If necessary, a tumor sample can be associated to a normal sample as a pair, if specified with the same subjectand a different sample.
An additional tumor sample (such as a relapse for example), can be added if specified with the same subject and a different sample.
Sarek will output results in a different directory for each sample.

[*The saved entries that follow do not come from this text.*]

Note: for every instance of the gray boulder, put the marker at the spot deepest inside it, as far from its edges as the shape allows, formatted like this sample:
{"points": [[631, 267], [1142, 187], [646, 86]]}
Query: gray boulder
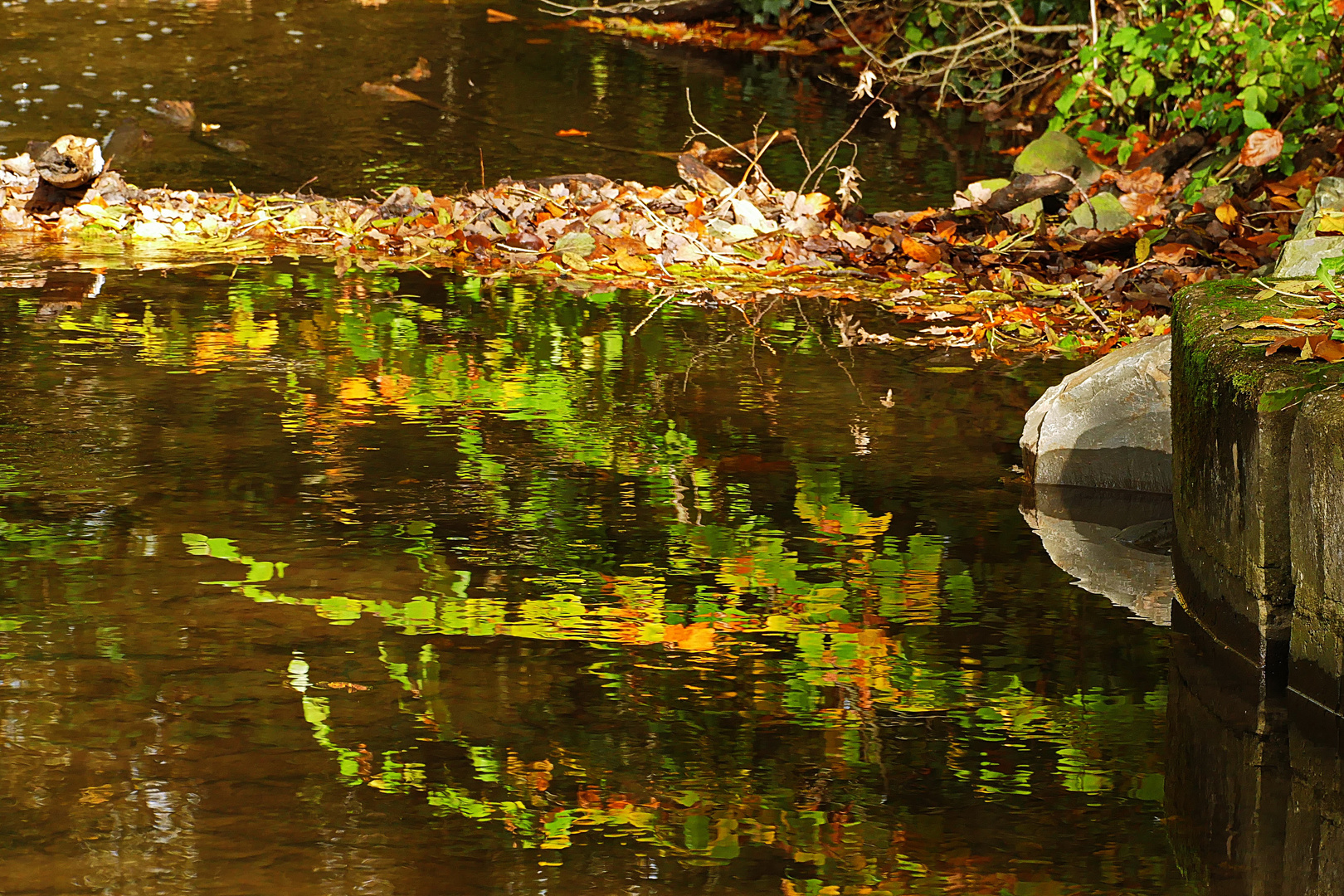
{"points": [[1107, 426], [1057, 151], [1109, 215], [1305, 251]]}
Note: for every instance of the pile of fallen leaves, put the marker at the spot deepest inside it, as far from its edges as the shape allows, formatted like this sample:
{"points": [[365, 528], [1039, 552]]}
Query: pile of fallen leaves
{"points": [[952, 277]]}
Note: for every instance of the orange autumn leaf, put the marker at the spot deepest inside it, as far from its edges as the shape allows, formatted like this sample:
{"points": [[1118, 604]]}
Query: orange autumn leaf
{"points": [[629, 264], [1174, 253], [1261, 147], [921, 251]]}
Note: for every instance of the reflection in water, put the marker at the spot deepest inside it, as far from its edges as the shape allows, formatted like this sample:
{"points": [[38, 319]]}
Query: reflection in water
{"points": [[1254, 781], [405, 585]]}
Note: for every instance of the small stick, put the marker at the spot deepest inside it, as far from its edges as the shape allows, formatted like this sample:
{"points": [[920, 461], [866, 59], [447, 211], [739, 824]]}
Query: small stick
{"points": [[659, 308]]}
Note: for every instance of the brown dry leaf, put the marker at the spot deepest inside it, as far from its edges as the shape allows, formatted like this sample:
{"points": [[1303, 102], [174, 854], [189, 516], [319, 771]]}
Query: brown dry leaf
{"points": [[1326, 348], [1261, 147], [392, 93], [1140, 204], [1289, 342], [811, 204], [921, 251], [1146, 180], [1174, 253], [420, 71], [629, 264]]}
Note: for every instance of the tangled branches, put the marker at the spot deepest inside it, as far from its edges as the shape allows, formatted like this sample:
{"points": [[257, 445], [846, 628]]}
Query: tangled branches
{"points": [[975, 50]]}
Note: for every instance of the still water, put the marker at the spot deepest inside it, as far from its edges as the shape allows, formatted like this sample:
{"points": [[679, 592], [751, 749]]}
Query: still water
{"points": [[284, 75], [405, 585], [401, 583]]}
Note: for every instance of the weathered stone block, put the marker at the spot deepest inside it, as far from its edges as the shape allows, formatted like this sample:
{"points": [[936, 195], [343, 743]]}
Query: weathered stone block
{"points": [[1107, 426], [1230, 470], [1316, 475]]}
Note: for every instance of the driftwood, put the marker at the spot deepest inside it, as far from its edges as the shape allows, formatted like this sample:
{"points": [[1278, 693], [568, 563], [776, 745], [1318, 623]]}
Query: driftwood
{"points": [[71, 162], [699, 175], [738, 153], [1174, 156], [1025, 188]]}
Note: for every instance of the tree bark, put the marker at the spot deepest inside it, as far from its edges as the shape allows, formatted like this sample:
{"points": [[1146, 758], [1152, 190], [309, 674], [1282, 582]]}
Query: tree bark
{"points": [[1174, 156], [1029, 187], [699, 175]]}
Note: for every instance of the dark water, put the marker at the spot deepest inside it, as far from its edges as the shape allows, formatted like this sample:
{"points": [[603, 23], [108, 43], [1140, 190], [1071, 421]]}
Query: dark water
{"points": [[394, 585], [284, 75]]}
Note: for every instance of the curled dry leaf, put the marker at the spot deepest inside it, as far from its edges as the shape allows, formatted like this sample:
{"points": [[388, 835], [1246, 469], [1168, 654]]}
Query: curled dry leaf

If multiple samples are specified in the TSV file, Sarek will consider all files to be from different samples.
Multiple TSV files can be specified if the path is enclosed in quotes.
Output from Variant Calling and/or Annotation will be in a specific directory for each sample (or normal/tumor pair if applicable).
—input <FASTQ> —step mapping
The TSV file to start with the mapping step (--step mapping) with paired-end FASTQs should contain the columns:
subject sex status sample lane fastq1 fastq2
In this example (example_fastq.tsv), there are 3 read groups.
| SUBJECT_ID | XX | 0 | SAMPLE_ID | 1 | /samples/normal1_1.fastq.gz | 
| SUBJECT_ID | XX | 0 | SAMPLE_ID | 2 | /samples/normal2_1.fastq.gz | 
| SUBJECT_ID | XX | 0 | SAMPLE_ID | 3 | /samples/normal3_1.fastq.gz | 
--input example_fastq.tsvOr, for a normal/tumor pair:
In this example (example_pair_fastq.tsv), there are 3 read groups for the normal sample and 2 for the tumor sample.
| SUBJECT_ID | XX | 0 | SAMPLE_ID1 | 1 | /samples/normal1_1.fastq.gz | 
| SUBJECT_ID | XX | 0 | SAMPLE_ID1 | 2 | /samples/normal2_1.fastq.gz | 
| SUBJECT_ID | XX | 0 | SAMPLE_ID1 | 3 | /samples/normal3_1.fastq.gz | 
| SUBJECT_ID | XX | 1 | SAMPLE_ID2 | 1 | /samples/tumor1_1.fastq.gz | 
| SUBJECT_ID | XX | 1 | SAMPLE_ID2 | 2 | /samples/tumor2_1.fastq.gz | 
--input example_pair_fastq.tsv—input <uBAM> —step mapping
The TSV file to start with the mapping step (--step mapping) with unmapped BAM files should contain the columns:
subject sex status sample lane bam
In this example (example_ubam.tsv), there are 3 read groups.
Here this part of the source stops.